Своего рода широкомасштабный эксперимент по проверке современных моделей эволюции на основе отбора вот уже третье десятилетие проводят фермеры целого ряда стран, где разрешено коммерческое выращивание трансгенных (генно-модифицированных) сельскохозяйственных культур. В числе прочих ГМ-сортов у фермеров довольно популярны так называемые Bt-культуры, в тканях которых вырабатывается белок Cry, ген которого биотехнологи позаимствовали у почвенной бактерии Bacillus thuringiensis. Этот природный инсектицид всем хорош: токсичен для членистоногих, но не для позвоночных, не аккумулируется в пищевых цепях, не накапливается в почве и т. д. Однако к нему, как и ко всякому токсину, насекомые-вредители довольно быстро приобретают устойчивость. Казалось бы, производители ГМ-культур обречены на такую же «гонку вооружений» с вредителями, которую уже давно ведут производители химических инсектицидов — гонку тем более безнадежную, что приобретение устойчивости к любому новому яду у массовых видов насекомых занимает всего 5–7 лет, в то время как для того, чтобы Bt-сорт окупил затраты на его разработку и испытание, нужно лет 15. Но эволюционная биология гласит: никакая адаптация не дается даром, в отсутствие инсектицида устойчивые формы вредителей должны эволюционно проигрывать неустойчивым.

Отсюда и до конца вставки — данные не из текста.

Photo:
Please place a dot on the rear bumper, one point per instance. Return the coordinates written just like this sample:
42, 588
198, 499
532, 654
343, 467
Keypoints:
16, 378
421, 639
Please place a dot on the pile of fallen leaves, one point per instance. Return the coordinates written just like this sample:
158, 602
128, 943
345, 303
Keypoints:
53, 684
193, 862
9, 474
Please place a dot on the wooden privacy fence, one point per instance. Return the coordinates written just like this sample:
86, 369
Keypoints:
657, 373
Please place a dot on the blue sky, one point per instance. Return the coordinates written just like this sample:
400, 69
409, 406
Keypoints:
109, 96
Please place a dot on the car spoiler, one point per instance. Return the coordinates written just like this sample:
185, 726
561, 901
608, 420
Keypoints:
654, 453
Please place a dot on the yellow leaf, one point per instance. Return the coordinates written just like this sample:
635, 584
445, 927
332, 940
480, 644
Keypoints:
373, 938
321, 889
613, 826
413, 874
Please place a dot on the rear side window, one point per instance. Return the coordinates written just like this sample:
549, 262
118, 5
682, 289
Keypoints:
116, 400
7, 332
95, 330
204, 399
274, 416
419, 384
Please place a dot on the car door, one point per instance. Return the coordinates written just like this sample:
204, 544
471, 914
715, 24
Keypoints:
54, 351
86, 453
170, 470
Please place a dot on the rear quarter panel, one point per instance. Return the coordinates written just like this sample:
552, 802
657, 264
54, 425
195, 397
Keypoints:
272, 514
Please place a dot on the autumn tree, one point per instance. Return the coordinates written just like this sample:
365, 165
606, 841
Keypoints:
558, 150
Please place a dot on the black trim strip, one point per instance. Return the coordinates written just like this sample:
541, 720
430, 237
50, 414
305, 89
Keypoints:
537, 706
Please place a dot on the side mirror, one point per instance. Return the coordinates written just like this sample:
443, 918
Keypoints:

Исходя из этого, компании-производители Bt-культур включили в контракты пункт, обязывающий их клиентов перемежать посевы устойчивых к вредителям трансгенных растений рефьюджами — небольшими (15–20 % от общей площади посевов) участками традиционных сортов. Наличие рефьюджей создает отбор, направленный против устойчивых форм и не позволяющий им распространиться в популяции. Предсказание эволюционной теории пока оправдывается: Bt-культуры массово высаживаются в открытый грунт с 1996 года, сегодня они выращиваются на десятках миллионов гектаров — и там, где фермеры соблюдают условия контрактов (как, например, в США), сколько-нибудь массового распространения устойчивых форм насекомых-вредителей не наблюдается до сих пор. Там же, где требование о рефьюджах массово нарушается (как, например, в Индии), такие формы появились — в частности, на полях, где растет тот же самый сорт Bt-хлопчатника, созданный и поставленный фермерам той же самой фирмой. Легко видеть, что ситуация полностью соответствует всем условиям критерия Поппера: из теории следовал прогноз (не выводимый из каких-либо других соображений), он мог быть опровергнут, но этого не произошло.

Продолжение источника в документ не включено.